Nas eleições deste ano, 54 das 81 cadeiras do Senado estarão em disputa — são duas vagas por estado mais o Distrito Federal. Ao bloquear Messias do Supremo, a oposição ao governo Lula (PT) reverteu uma maioria que era considerada favorável ao petista e injetou esperança de que seja possível chegar a dois terços da Câmara Alta, o que daria votos suficientes para impedir ministros do STF.
As pesquisas Genial/Quaest indicam que por enquanto há mais incertezas do que certezas sobre qual lado do campo político predominará no Senado no próximo ano. Nos oito estados com mais eleitores, há equilíbrio geral, mas com alguns sinais de onde o pêndulo deve se mover.
Em São Paulo, os ex-ministros Lula têm demonstrado tração. Simone Tebet (MDB) marcou melhor, com Márcio França (PSB) e Marina Silva (Rede) perto dela. Do outro lado do jogo, Guilherme Derrite (PP) aparece entre eles com potencial para ocupar uma das cadeiras.
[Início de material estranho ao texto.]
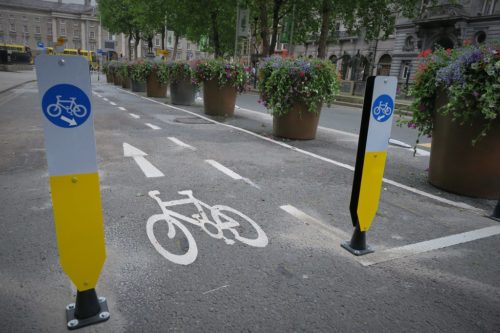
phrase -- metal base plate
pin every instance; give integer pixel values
(74, 323)
(347, 245)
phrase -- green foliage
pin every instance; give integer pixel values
(140, 69)
(469, 76)
(174, 72)
(226, 74)
(283, 82)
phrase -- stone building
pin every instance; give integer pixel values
(30, 22)
(447, 23)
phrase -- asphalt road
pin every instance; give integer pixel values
(280, 268)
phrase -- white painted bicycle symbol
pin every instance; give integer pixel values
(224, 218)
(382, 110)
(77, 110)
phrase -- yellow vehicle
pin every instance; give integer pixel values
(17, 53)
(89, 55)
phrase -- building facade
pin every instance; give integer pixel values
(36, 22)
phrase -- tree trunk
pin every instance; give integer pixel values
(326, 14)
(215, 34)
(176, 43)
(264, 28)
(276, 12)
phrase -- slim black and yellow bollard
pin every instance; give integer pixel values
(375, 132)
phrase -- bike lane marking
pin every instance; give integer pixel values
(180, 143)
(149, 170)
(427, 246)
(152, 126)
(319, 157)
(230, 173)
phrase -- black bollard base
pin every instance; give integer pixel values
(88, 310)
(357, 245)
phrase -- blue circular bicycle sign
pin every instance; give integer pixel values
(66, 106)
(383, 108)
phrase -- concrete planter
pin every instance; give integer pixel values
(153, 86)
(297, 124)
(218, 101)
(458, 167)
(182, 92)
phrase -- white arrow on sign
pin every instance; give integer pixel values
(71, 122)
(149, 169)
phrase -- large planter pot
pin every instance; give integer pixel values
(458, 167)
(218, 101)
(298, 123)
(153, 86)
(182, 92)
(117, 80)
(126, 83)
(138, 86)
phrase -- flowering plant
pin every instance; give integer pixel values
(175, 72)
(140, 69)
(226, 74)
(283, 82)
(471, 78)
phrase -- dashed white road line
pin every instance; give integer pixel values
(230, 173)
(325, 159)
(426, 246)
(152, 126)
(180, 143)
(309, 220)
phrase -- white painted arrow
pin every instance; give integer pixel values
(149, 169)
(71, 122)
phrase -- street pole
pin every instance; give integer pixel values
(236, 32)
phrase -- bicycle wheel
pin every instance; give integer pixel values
(79, 111)
(54, 110)
(220, 214)
(182, 259)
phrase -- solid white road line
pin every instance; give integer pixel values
(180, 143)
(309, 220)
(147, 168)
(230, 173)
(426, 246)
(342, 165)
(152, 126)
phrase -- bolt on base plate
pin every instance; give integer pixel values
(73, 323)
(347, 245)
Derrite vem intensificando as críticas ao governo federal e ao STF nos últimos meses. Deputado federal, classificou a rejeição de Messias como “uma grande derrota para o atual governo e uma grande vitória para o Brasil”.
Em Minas Gerais, a petista Marília Campos é o principal destaque na pesquisa Genial/Quaest, à frente em dois cenários. A segunda vaga está indefinida, mas inclina-se para pré-candidatos mais à direita, como Aécio Neves (PSDB), Marcelo Aro (PP), Domingos Sávio (PL) e Carlos Viana (PSD). No cenário sem Aécio, Viana melhora o desempenho e se aproxima de Marília Campos.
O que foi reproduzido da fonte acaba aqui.